When taking a walk, Vicky says they hold hands or wrap arms around each other’s waists. They will also kiss whenever they are saying their goodbyes.
Their life may resonate with couples who enjoy public display of affection (PDA) but may seem irritating to those who do not.
But PDA makes some people uncomfortable and they would rather do anything else than be caught kissing or touching in public.
Be open with your partner
Unlike Vicky, Bridget dislikes PDA. “How on earth can I start kissing, holding hands or even touching? He has for several times tried it but I have told him I am not comfortable. It hurts him but that is me,” she discloses. To Bridget PDA is going overboard, “it is similar to shifting the bedroom to public space”.
But Gloria Akech, a relationships counsellor with Imani Camp says rejecting PDA may harm a relationship. “When one party is not comfortable, they tend to pull away, resist, or reject the partner’s advances thus stressing them,” she says.
Akech advises couples to be open with good communication that is backed by maturity. “The two can talk about why one party feels the need for PDA considering we all have different love languages,” she says.
In addition Akech says it is important that the one who does not find PDA pleasant explains that that does not mean they do not love their partner.
Don’t be a nuisance
Desiree, who has been dating for one and half years says although her fiancé is a bit shy, he responds positively to public display of affection. “I can kiss him any time I want. I mean, it is the two us and the world then does not seem to exist,” she testifies.
Samuel A. Bakutana, a relationship counsellor, however says in everything couples do, they must always have the public perception in mind. “Why are they showing the affection? What is their motive? What is the intention? What is the purpose? Is it to show off that they are in love?

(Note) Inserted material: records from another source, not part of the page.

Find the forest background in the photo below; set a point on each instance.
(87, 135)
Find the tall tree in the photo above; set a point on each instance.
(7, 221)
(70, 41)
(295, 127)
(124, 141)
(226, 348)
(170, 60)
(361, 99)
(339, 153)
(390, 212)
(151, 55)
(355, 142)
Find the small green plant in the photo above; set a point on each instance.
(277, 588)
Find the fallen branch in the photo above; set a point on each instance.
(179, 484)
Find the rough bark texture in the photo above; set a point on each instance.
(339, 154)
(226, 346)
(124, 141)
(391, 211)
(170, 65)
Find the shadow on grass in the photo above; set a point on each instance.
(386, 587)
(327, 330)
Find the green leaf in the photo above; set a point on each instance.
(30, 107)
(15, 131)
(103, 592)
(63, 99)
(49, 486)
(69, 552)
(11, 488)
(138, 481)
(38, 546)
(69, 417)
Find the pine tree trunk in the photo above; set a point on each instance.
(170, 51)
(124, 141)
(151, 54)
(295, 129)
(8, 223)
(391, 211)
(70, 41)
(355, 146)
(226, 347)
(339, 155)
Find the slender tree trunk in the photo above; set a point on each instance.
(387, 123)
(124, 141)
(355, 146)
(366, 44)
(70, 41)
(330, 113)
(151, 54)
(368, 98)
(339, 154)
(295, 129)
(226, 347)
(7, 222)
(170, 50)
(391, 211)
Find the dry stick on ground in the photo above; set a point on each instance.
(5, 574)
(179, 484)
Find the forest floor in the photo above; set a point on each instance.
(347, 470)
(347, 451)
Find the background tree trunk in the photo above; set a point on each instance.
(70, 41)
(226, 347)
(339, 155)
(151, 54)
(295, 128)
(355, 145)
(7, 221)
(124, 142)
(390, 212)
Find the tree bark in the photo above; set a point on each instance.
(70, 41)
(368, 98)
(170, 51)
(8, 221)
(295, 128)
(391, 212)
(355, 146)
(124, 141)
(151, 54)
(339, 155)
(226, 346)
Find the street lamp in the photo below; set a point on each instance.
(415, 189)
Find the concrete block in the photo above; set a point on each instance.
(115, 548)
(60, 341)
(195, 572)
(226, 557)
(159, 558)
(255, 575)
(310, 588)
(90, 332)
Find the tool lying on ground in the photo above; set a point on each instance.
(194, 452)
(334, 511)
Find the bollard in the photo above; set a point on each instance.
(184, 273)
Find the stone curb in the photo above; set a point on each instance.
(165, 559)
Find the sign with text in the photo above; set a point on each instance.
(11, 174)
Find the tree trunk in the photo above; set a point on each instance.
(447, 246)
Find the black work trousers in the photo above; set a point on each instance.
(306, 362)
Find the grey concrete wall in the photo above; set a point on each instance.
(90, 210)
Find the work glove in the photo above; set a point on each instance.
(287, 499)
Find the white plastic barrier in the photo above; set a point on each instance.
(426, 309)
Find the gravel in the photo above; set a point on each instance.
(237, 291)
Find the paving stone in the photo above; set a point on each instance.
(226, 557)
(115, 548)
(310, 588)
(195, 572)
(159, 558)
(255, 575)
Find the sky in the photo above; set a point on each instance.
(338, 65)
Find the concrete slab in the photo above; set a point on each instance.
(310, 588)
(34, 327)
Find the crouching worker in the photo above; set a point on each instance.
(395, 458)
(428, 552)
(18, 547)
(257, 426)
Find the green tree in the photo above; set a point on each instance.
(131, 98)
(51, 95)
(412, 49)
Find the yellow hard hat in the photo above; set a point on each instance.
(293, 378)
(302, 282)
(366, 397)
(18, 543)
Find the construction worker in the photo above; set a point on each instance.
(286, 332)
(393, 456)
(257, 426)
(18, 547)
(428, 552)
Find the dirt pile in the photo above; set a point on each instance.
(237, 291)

Is it to develop feelings of jealousy in the spectators? Is it to show that they too can have a partner?” he asks.
He, therefore, says if a couple just want to show off, they are already considered a public nuisance. “No one is interested in your love affair,” he asserts.

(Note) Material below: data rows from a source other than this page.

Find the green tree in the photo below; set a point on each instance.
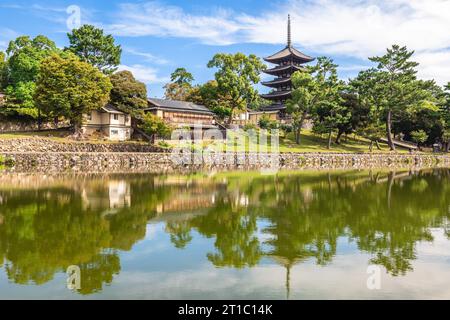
(180, 86)
(70, 88)
(358, 114)
(93, 46)
(330, 112)
(305, 96)
(211, 97)
(3, 70)
(395, 87)
(373, 126)
(154, 126)
(128, 94)
(236, 76)
(23, 66)
(182, 77)
(419, 136)
(445, 111)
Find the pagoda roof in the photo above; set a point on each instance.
(180, 106)
(277, 95)
(281, 69)
(274, 107)
(289, 52)
(276, 83)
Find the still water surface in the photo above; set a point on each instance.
(296, 235)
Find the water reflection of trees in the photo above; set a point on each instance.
(386, 215)
(44, 231)
(289, 218)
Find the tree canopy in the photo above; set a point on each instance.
(21, 71)
(93, 46)
(128, 94)
(69, 87)
(236, 75)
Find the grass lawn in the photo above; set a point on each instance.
(309, 143)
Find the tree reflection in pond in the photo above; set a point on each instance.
(48, 225)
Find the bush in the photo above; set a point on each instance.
(250, 126)
(266, 123)
(419, 136)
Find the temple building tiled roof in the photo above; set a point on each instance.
(288, 61)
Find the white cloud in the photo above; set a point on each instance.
(147, 56)
(144, 74)
(6, 35)
(153, 18)
(353, 28)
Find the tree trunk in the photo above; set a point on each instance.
(39, 119)
(378, 145)
(230, 120)
(297, 135)
(389, 131)
(329, 139)
(338, 138)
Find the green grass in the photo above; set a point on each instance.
(57, 136)
(309, 142)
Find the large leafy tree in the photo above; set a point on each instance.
(395, 85)
(93, 46)
(330, 111)
(372, 126)
(211, 97)
(317, 95)
(181, 76)
(153, 126)
(180, 86)
(70, 88)
(128, 94)
(445, 111)
(236, 76)
(22, 69)
(305, 97)
(3, 70)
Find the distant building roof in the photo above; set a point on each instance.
(287, 53)
(110, 109)
(181, 106)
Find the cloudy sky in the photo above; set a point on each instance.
(159, 36)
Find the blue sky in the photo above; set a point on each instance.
(159, 36)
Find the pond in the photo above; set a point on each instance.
(236, 235)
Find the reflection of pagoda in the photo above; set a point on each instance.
(288, 61)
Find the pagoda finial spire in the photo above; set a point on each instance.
(289, 31)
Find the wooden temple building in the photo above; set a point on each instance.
(286, 61)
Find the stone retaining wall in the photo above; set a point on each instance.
(25, 145)
(163, 162)
(11, 126)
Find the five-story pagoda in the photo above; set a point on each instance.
(287, 61)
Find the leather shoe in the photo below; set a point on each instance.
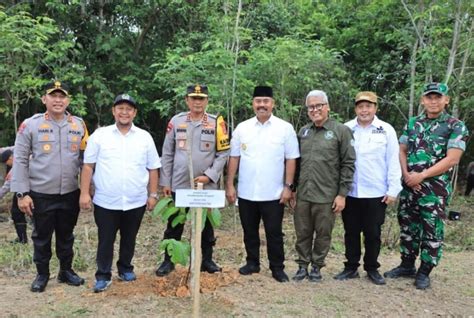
(401, 271)
(210, 267)
(40, 282)
(280, 276)
(301, 274)
(422, 281)
(249, 269)
(165, 268)
(347, 274)
(70, 277)
(315, 275)
(375, 277)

However, Bakutana says, there are those who get into PDA because they genuinely feel the urge to hug or kiss their partner, among others but cautions that even this should be kept sober, sensitive and socially upright. “For example, you can be sure you are degrading yourself if you stand at a road junction and start kissing and fondling each other! Those are animal instincts where they just jump onto one another anywhere anytime,” he says.
Bakutana believes that PDA especially between married couples can involve holding hands, a kiss on the cheek or a loving hug. But for those just relating, he advises them to save themselves the embarrassment. “You may even be about to be dropped! Wait for the right time, you are still in trial and error,” he says.
If you are comfortable with PDA enjoy it but decency and common sense matters.